And the Persians probably weren't too keen on the Greeks who conquered them appropriating their culture. The Greeks probably weren't too keen on the Romans who conquered them appropriating their culture. And the Roman Brittannians probably weren't too keen on the illiterate Anglian and Saxon barbarians who conquered them appropriating their culture. But they didn't just ape those cultures, they kept them going, advanced them. That's how global civilization develops. Even in the face of conquest and historical injustices, cultures exchange important ideas and in the process spread the good ones. Cultures improve and advance the state of civilization, far faster than it can happen in total isolation.

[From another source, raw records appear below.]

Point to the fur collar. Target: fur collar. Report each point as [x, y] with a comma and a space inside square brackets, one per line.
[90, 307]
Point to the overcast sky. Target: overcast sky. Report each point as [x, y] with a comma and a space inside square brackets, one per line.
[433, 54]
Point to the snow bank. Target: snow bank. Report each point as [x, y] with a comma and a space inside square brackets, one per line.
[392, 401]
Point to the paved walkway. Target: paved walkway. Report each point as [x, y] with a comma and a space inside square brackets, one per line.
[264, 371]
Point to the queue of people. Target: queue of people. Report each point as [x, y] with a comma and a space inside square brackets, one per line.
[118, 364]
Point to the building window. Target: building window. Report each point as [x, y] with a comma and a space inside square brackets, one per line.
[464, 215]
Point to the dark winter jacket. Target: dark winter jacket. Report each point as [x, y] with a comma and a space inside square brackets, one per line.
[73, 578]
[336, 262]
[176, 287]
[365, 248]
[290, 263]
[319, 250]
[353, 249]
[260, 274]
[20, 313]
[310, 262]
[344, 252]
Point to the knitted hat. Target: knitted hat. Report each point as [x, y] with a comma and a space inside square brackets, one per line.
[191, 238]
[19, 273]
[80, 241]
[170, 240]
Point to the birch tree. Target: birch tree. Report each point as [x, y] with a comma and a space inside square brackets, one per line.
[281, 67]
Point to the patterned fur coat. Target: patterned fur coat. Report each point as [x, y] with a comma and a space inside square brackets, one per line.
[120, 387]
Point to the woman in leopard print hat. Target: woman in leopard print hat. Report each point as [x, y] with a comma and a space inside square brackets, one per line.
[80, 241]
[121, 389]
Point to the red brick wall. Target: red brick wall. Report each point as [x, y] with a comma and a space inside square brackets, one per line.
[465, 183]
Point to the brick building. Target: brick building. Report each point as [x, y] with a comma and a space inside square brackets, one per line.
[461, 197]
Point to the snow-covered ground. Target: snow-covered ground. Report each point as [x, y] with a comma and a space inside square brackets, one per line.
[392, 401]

There wasn't one single Native American culture. There were hundreds of cultures. And each one of them borrowed lots of ideas from the others and gradually spread them. Sometimes through peaceful trade, but other times because one tribe was conquering/"demolishing" another. If they were all isolated each one of them would have far less culture to appropriate. The only thing stopping them from borrowing ideas from Eurasia over the millenia was an ocean, otherwise such exchange would have been a natural part of their cultural evolution. No culture is static and very few cultures developed all their own ideas with no influence from others.

Now some drunk sorority girl in a headdress and war paint isn't exactly a very valuable improvement to our shared culture, so the disrespect there probably outweighs any negligible benefits from that. But if tribal clothing were to influence fashions in ways that were not just a joke, then that's fair game. It's how civilization has always worked.